Il Piemonte è stato un precursore. L’organizzazione nazionale ha mutuato dal sistema piemontese le linee di indirizzo e le metodologie per la definizione su tutto il territorio italiano delle zone di allertamento e la messa a punto dei sistemi di valutazione degli effetti al suolo e dei livelli di criticità. In tutto questo L’ICT ha svolto un ruolo fondamentale. I primi strumenti sono nati dall’analisi delle carenze evidenziate nel 1994 e si sono sviluppati di pari passo con l’evoluzione delle tecnologie e delle conoscenze sugli eventi che da allora si sono susseguiti: la modellistica previsionale, meteorologica e idrologica nelle varie risoluzioni spazio-temporali, i processi di calcolo per l’assimilazione dei dati e la loro validazione, gli strumenti di gestione e implementazione di banche dati tematiche di particolare capacità e complessità.

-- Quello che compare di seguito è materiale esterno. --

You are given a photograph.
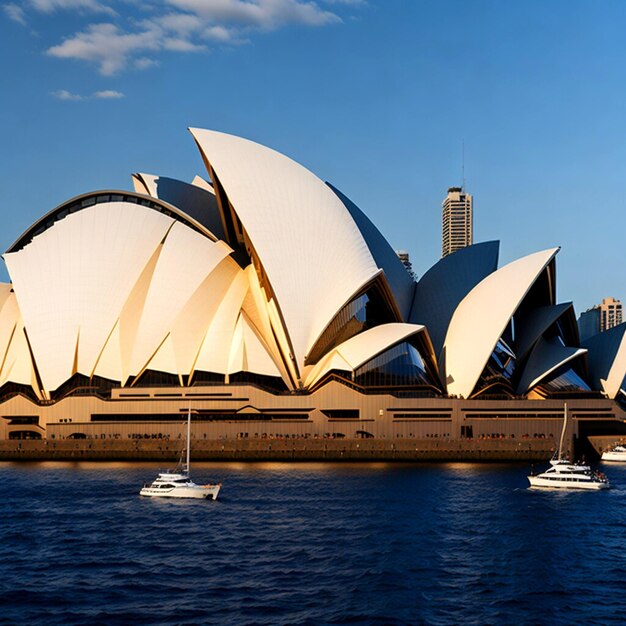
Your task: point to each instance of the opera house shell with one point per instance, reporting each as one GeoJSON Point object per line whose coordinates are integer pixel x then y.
{"type": "Point", "coordinates": [265, 296]}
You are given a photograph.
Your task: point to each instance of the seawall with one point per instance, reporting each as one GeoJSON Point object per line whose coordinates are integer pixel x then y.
{"type": "Point", "coordinates": [281, 450]}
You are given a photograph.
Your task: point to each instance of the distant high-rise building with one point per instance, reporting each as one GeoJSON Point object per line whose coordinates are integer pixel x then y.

Ma quando si parla di tecnologie, il futuro vede all’orizzonte sfide ancora più interessanti. “Il CSI infatti sta ampliando il proprio bagaglio di competenze specialistiche di materia, conducendo per esempio alcune sperimentazioni che hanno visto l’uso di droni per attività di monitoraggio o di acquisizione di dati e rilievo cartografico”, spiega Franco Gola, Direttore Soluzioni Applicative del CSI-Piemonte. “E presto dovremo considerare i social network una parte integrante del sistema, sia come luogo in cui trovare informazioni vitali per la gestione tempestiva delle emergenze che come veicolo per far arrivare velocemente informazioni utili alle popolazioni colpite da un evento calamitoso”.